Soft-Decoding-Based Strategies for Relay and Interference Channels: Analysis and Achievable Rates Using LDPC Codes

TL;DR

This paper rigorously analyzes soft decoding strategies for relay and interference channels using LDPC codes, providing asymptotic bounds and demonstrating the limitations of certain coding strategies in these contexts.

Contribution

It introduces simultaneous density evolution for soft-DF and adapts iterative detection techniques for soft-IC, offering new theoretical insights into their performance and limitations.

Findings

Soft-DF bounds the decoding error probability at the destination.

Wyner-Ziv coding enhances relay communication in soft-DF.

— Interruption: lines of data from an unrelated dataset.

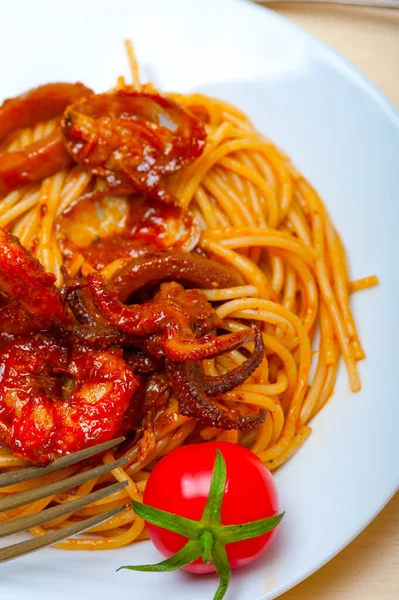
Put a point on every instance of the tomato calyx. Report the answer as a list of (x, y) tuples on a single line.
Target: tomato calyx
[(207, 538)]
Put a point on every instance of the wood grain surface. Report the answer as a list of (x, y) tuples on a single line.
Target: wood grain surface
[(368, 569)]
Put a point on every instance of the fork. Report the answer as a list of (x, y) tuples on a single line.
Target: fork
[(21, 524)]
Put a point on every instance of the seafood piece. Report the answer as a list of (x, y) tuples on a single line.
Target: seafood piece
[(36, 421), (25, 285), (177, 340), (105, 226), (133, 137)]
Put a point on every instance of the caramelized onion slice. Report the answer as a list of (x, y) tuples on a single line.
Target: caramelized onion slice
[(190, 270)]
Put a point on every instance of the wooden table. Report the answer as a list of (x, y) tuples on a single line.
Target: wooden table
[(368, 569)]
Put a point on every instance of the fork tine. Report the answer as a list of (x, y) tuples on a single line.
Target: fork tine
[(14, 501), (23, 548), (24, 523), (7, 479)]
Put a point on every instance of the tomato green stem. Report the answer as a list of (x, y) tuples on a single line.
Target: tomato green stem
[(207, 543), (207, 538)]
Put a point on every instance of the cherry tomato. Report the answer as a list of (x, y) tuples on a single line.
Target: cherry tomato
[(180, 484)]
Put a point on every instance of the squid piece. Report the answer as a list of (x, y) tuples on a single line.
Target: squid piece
[(177, 338), (134, 137)]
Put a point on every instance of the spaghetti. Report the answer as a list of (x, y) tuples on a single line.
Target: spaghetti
[(258, 216)]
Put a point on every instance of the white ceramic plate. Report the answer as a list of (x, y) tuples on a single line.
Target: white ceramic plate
[(344, 136)]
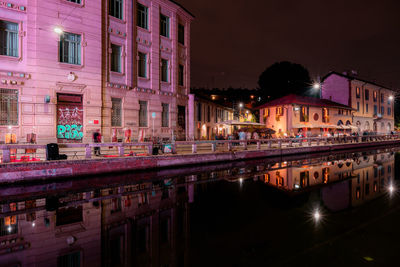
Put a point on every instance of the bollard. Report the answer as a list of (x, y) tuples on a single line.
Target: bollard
[(88, 152), (6, 155), (194, 148), (121, 151)]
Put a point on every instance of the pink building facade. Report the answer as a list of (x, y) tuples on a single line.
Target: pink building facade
[(119, 66)]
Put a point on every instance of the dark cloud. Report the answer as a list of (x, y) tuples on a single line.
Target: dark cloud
[(233, 41)]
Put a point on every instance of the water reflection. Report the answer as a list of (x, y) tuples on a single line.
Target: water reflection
[(121, 221)]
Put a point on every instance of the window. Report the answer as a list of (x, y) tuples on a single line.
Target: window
[(164, 70), (304, 114), (116, 58), (70, 48), (116, 110), (70, 260), (358, 92), (199, 112), (8, 38), (165, 115), (164, 26), (8, 107), (325, 115), (181, 80), (116, 7), (142, 65), (181, 34), (142, 16), (143, 114)]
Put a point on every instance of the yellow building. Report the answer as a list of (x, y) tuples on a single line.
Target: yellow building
[(292, 115)]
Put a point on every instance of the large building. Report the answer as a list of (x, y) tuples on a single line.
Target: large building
[(293, 114), (69, 67), (207, 114), (373, 103)]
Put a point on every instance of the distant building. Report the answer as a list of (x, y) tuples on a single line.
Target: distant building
[(293, 114), (69, 67), (373, 103), (206, 114)]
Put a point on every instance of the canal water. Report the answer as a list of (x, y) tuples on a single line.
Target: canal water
[(314, 210)]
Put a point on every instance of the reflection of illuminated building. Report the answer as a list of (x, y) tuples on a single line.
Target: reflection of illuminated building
[(132, 225)]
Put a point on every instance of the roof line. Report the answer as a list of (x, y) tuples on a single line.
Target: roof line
[(353, 78)]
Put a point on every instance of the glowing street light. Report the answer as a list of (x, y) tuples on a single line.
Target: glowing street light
[(317, 86), (58, 30)]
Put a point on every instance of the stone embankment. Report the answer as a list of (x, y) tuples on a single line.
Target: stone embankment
[(43, 170)]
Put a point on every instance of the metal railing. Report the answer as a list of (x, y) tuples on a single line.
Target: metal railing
[(193, 147)]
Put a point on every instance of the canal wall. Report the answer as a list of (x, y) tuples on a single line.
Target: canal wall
[(44, 170)]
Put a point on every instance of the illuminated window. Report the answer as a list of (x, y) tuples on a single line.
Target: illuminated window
[(70, 48), (164, 25), (116, 8), (142, 16), (304, 114)]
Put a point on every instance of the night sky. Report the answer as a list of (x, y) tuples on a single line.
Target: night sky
[(233, 41)]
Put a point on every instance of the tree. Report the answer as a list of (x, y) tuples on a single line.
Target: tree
[(283, 78)]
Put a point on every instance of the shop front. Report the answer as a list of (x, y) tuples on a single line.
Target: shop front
[(69, 118)]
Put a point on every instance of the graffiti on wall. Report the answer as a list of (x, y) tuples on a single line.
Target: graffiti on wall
[(70, 121)]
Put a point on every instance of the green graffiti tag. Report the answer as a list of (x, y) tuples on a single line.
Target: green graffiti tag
[(69, 132)]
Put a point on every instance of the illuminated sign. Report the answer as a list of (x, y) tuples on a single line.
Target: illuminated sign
[(73, 132)]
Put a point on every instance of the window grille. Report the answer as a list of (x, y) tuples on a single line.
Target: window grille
[(8, 107), (8, 38), (70, 48), (116, 112)]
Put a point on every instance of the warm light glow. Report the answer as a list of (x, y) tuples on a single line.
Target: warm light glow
[(58, 30)]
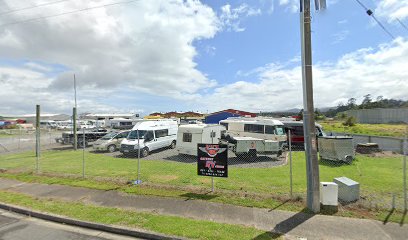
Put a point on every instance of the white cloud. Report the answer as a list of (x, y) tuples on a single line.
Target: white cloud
[(392, 9), (146, 46), (231, 18), (291, 5), (379, 71), (340, 36)]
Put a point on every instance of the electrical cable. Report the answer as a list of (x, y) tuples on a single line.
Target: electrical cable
[(66, 13), (371, 14), (35, 6), (402, 24)]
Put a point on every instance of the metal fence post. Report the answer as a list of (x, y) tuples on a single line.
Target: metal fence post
[(138, 181), (404, 169), (290, 163), (38, 146), (212, 177), (83, 152)]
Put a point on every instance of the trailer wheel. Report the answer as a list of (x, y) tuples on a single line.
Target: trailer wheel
[(252, 153), (145, 152), (111, 148)]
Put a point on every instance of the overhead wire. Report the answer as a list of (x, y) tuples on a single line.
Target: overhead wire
[(31, 7), (402, 24), (66, 13), (371, 14)]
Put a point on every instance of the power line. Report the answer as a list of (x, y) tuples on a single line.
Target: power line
[(66, 13), (402, 24), (371, 14), (35, 6)]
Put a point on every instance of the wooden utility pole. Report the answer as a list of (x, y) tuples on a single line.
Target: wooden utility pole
[(312, 163)]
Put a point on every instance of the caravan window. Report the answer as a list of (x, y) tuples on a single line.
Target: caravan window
[(161, 133), (187, 137), (280, 130), (225, 125), (269, 129), (253, 128), (133, 134)]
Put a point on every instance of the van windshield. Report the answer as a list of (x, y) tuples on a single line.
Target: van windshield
[(109, 136), (133, 134)]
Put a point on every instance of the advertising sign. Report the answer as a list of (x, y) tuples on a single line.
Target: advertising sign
[(212, 160)]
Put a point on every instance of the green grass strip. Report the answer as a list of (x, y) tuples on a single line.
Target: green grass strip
[(171, 225)]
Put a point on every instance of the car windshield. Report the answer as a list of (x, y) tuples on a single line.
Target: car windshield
[(109, 136), (133, 134)]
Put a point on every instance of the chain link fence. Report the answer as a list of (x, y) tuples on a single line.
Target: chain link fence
[(262, 176)]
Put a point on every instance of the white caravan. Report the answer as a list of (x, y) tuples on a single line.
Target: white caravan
[(190, 135), (261, 128), (150, 135)]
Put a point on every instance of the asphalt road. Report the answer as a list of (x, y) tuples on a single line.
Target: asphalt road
[(19, 227)]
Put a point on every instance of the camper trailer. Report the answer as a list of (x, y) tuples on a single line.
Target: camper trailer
[(150, 135), (259, 128), (190, 135), (297, 134)]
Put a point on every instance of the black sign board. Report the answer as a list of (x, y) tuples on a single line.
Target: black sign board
[(212, 160)]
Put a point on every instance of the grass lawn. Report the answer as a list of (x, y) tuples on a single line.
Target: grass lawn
[(392, 130), (183, 227), (379, 178)]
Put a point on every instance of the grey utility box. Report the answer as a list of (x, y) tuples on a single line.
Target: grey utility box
[(336, 148), (349, 190)]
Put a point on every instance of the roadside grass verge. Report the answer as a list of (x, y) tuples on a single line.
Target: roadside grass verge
[(390, 130), (379, 178), (171, 225)]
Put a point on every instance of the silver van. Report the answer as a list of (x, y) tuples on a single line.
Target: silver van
[(110, 142)]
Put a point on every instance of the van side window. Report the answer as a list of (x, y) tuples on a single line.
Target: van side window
[(254, 128), (161, 133), (270, 129), (187, 137)]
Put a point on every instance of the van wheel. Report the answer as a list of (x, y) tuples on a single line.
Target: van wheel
[(145, 152), (111, 148)]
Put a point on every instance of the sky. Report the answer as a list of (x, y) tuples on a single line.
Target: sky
[(144, 56)]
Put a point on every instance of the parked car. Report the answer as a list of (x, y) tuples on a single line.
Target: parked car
[(150, 135), (297, 134), (110, 142)]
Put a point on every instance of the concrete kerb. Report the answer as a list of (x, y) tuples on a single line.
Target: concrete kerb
[(95, 226)]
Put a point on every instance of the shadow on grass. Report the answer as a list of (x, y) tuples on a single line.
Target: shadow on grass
[(280, 205), (403, 218), (388, 216), (268, 235), (332, 164), (62, 148), (200, 196), (291, 223)]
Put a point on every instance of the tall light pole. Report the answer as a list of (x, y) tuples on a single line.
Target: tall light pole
[(312, 163)]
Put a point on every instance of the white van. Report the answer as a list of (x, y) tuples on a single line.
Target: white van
[(150, 135), (262, 128), (190, 135)]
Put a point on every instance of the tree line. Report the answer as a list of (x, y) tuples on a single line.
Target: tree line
[(367, 103)]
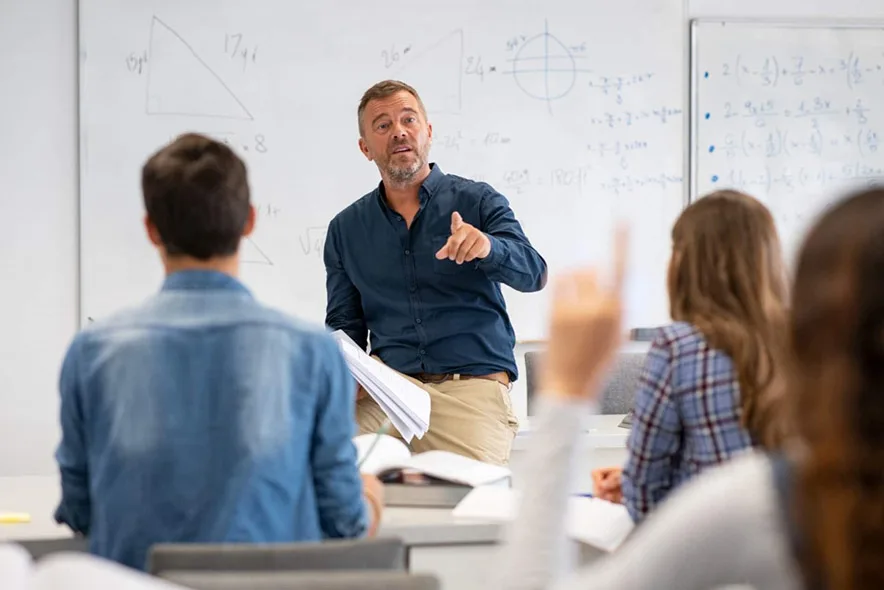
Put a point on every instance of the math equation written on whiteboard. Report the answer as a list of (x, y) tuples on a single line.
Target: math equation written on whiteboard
[(787, 126)]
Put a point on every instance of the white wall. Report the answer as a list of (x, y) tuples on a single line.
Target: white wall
[(38, 224), (38, 208)]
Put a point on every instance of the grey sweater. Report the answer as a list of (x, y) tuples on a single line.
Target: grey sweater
[(724, 528)]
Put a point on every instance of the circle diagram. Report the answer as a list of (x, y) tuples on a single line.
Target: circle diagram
[(544, 68)]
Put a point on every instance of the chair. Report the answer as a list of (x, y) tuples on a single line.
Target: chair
[(305, 580), (40, 548), (619, 392), (382, 553)]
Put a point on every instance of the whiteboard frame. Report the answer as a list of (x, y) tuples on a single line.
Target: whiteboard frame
[(687, 102), (81, 57), (774, 23)]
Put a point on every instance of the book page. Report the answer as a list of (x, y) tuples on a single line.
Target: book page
[(388, 453), (458, 469), (15, 566)]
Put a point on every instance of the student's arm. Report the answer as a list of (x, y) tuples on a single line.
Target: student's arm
[(75, 508), (655, 437), (513, 261), (720, 529), (343, 508), (343, 302)]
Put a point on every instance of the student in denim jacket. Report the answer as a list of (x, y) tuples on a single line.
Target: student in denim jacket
[(202, 415)]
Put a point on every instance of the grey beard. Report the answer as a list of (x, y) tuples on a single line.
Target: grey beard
[(403, 175)]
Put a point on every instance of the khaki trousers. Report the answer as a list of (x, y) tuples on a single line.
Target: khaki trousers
[(470, 417)]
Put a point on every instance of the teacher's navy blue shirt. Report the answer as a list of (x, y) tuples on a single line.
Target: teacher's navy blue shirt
[(424, 314), (203, 416)]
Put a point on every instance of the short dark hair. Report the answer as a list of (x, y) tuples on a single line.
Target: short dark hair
[(196, 193), (385, 89)]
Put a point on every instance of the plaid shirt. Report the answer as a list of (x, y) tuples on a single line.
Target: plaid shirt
[(686, 417)]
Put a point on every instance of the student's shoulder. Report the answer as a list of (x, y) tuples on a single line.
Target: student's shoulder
[(745, 484), (298, 328)]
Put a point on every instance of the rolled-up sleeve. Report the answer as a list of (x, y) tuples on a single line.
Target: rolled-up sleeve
[(71, 455), (655, 438), (513, 261), (336, 479)]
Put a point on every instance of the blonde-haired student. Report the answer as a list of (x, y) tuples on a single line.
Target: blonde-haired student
[(810, 515), (712, 376)]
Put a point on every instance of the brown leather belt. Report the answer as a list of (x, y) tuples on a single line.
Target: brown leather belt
[(502, 377)]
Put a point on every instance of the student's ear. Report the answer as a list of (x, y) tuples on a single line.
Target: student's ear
[(250, 222), (153, 234)]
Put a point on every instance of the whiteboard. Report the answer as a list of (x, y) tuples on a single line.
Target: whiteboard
[(788, 113), (561, 106)]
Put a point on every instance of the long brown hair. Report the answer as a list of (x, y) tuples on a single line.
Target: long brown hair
[(836, 386), (727, 278)]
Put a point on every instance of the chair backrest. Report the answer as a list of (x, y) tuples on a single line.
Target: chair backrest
[(619, 392), (305, 580), (381, 553), (40, 548)]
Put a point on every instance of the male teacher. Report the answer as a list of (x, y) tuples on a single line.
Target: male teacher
[(418, 263)]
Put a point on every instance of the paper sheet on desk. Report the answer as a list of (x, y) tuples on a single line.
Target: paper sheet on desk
[(405, 404), (595, 522)]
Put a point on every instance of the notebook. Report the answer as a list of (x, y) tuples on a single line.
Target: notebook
[(392, 460), (70, 571)]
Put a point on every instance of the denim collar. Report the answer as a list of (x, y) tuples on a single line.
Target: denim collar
[(202, 280)]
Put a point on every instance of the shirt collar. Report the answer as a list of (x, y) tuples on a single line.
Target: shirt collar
[(203, 280), (428, 187)]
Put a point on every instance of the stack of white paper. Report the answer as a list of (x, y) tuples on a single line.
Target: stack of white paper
[(405, 404)]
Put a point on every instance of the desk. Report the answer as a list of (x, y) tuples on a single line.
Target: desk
[(38, 496), (457, 551), (460, 552)]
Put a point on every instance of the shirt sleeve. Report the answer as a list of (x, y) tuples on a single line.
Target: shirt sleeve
[(343, 302), (656, 434), (71, 455), (336, 479), (513, 261), (690, 543)]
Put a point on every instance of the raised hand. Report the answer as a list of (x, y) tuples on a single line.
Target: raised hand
[(466, 243)]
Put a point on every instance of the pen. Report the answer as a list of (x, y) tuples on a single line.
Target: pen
[(382, 430), (14, 517)]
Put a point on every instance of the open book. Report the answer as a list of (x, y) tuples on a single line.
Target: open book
[(405, 404), (390, 456), (70, 571), (596, 522)]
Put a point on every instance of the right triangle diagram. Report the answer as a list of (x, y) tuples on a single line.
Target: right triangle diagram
[(250, 253), (436, 73), (179, 82)]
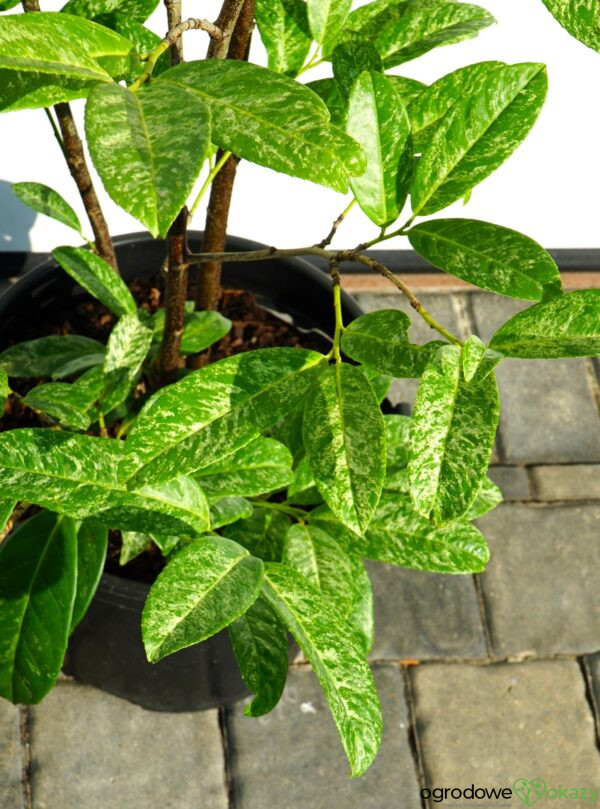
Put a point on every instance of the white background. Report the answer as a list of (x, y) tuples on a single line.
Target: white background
[(547, 189)]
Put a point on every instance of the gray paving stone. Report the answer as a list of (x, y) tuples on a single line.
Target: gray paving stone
[(11, 758), (569, 482), (97, 751), (513, 480), (548, 412), (293, 759), (489, 725), (541, 585), (422, 616)]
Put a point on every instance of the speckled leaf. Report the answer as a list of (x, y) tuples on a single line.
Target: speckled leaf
[(271, 120), (478, 361), (97, 277), (427, 109), (377, 119), (78, 475), (422, 27), (215, 411), (283, 28), (399, 536), (226, 510), (581, 18), (127, 348), (260, 467), (201, 329), (38, 577), (92, 542), (326, 18), (148, 160), (488, 256), (260, 645), (345, 443), (477, 136), (351, 58), (568, 326), (205, 587), (47, 355), (380, 340), (452, 432), (47, 57), (336, 658), (45, 200), (489, 496), (263, 533)]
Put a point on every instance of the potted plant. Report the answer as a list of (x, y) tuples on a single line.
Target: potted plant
[(264, 477)]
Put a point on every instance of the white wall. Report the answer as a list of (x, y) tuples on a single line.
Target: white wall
[(547, 189)]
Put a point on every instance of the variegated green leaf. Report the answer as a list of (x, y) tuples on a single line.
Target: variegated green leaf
[(92, 542), (260, 645), (567, 326), (215, 411), (97, 277), (47, 356), (204, 588), (478, 134), (260, 467), (271, 120), (283, 28), (399, 536), (78, 475), (345, 443), (380, 340), (47, 57), (47, 201), (377, 119), (489, 256), (147, 159), (452, 432), (38, 579), (581, 18)]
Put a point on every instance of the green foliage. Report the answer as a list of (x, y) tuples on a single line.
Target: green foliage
[(203, 589)]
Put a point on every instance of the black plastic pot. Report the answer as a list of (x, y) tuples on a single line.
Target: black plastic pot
[(106, 648)]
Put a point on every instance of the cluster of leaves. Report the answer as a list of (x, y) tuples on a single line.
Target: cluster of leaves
[(268, 477)]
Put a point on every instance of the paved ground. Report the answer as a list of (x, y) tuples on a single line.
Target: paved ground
[(483, 679)]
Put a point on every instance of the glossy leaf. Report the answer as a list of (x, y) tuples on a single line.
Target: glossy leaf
[(38, 578), (205, 587), (336, 658), (147, 160), (271, 120), (215, 411), (380, 340), (47, 355), (581, 18), (260, 467), (46, 58), (127, 348), (567, 326), (452, 432), (78, 475), (226, 510), (97, 277), (201, 329), (345, 443), (399, 536), (47, 201), (488, 256), (260, 645), (378, 121), (478, 135), (92, 542), (283, 28)]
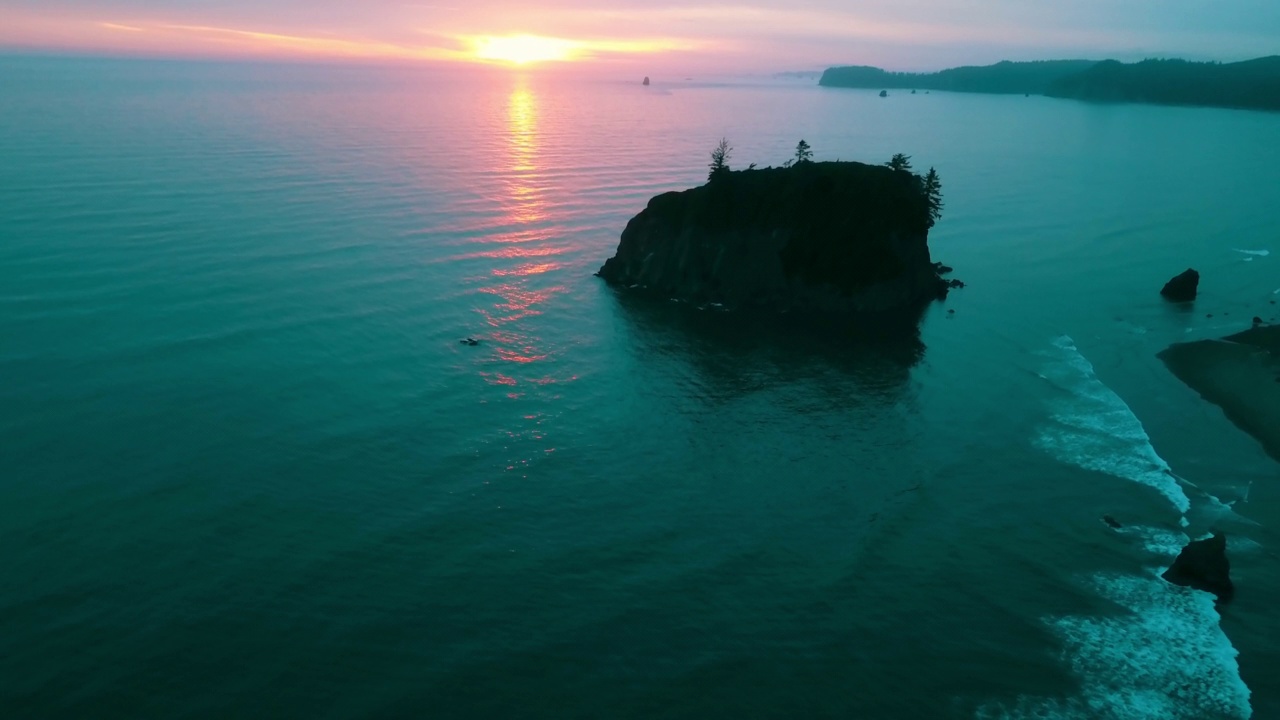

Optimal point-to-point codes are ineffective for soft-IC and partial decoding strategies.

Abstract

We provide a rigorous mathematical analysis of two communication strategies: soft decode-and-forward (soft-DF) for relay channels, and soft partial interference-cancelation (soft-IC) for interference channels. Both strategies involve soft estimation, which assists the decoding process. We consider LDPC codes, not because of their practical benefits, but because of their analytic tractability, which enables an asymptotic analysis similar to random coding methods of information theory. Unlike some works on the closely-related demodulate-and-forward, we assume non-memoryless, code-structure-aware estimation. With soft-DF, we develop {\it simultaneous density evolution} to bound the decoding error probability at the destination. This result applies to erasure relay channels. In one variant of soft-DF, the relay applies Wyner-Ziv coding to enhance its communication with the destination, borrowing from compress-and-forward. To analyze soft-IC, we adapt existing techniques for iterative multiuser detection, and focus on binary-input additive white Gaussian noise (BIAWGN) interference channels. We prove that optimal point-to-point codes are unsuitable for soft-IC, as well as for all strategies that apply partial decoding to improve upon single-user detection (SUD) and multiuser detection (MUD), including Han-Kobayashi (HK).